UC has been involved in the project for two years with NAVAIR and the Naval Research Lab. The Navy provides aircraft information and computational analysis to complement UC’s experimental and design work.

Gutmark’s varied research includes engine combustion, propulsion technology, acoustics, and biomedical research. He was an aerospace engineer-teacher to the Strike Fighter Tactics Instructor program of the U.S. Navy, which is the school that inspired “Top Gun.”

Gutmark stated, “It was thrilling to teach them because it was exciting.” “They wanted to learn more about the plane’s behavior when it does this or that.” It was a fantastic opportunity to get feedback from someone who understands the plane’s behavior when it is flying.

When working in the underground lab at Rhodes Hall with jet engines, students in Gutmark’s laboratory wear industrial-grade protection. An anechoic chamber is a space designed to absorb all reflections of acoustic wave energy. The machines are attached to the ground within an anechoic room. Students can remotely turn on the jet engines and use a range of sensors to analyze and measure the noise from the exhaust plumes.

Aatresh Karanam, a UC doctoral student, said there are four measurement methods in the lab. These include signal processing through acoustics, optical measurements, and laser equipment. “Like all engineering fields, you need to be able to use multiple techniques to determine what data to capture, how it should be processed, and how to interpret that data. It’s a challenging task.

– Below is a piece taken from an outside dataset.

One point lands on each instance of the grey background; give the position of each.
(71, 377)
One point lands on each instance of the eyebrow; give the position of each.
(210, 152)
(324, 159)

A variety of microphones are placed around the chamber’s jet. Professor Gutmark stated that the noise produced by the plane is not predictable. It sounds differently depending on where it is located relative to the jet plume. “The microphones are placed in an arc around a jet to detect noise going downstream, upstream, or sideways.” UC engineers tested their nozzle designs on cold and heated jets with exhaust temperatures as high as 1,100 degrees Fahrenheit. General Electric Aviation, Cincinnati’s headquarters, has created a scale model jet of the F-18’s F404 motor.

Mohammad Saleem, a doctoral student at UC, said that aircraft are now quieter than they were 20 years ago. Both military and commercial aviation have a solid financial and public interest in reducing noise. He said that even minor improvements could make a big difference.

Saleem stated that these noise reduction technologies are very beneficial for the people living near air bases and those who work on aircraft carriers.

Saleem stated that he was always interested in aerospace engineering. He enjoys the challenges presented by complex projects like jet engine noise.

He said, “I chose UC to study propulsion systems because it was a strong school.”

He admits his family and friends are amazed when he speaks about F-18 Super Hornets.

It’s thrilling to work on fighter planes. Saleem stated that there is an excellent factor.

Engineering is all about solving problems. It’s the joy of coming up with a system that works. That’s what I find satisfying.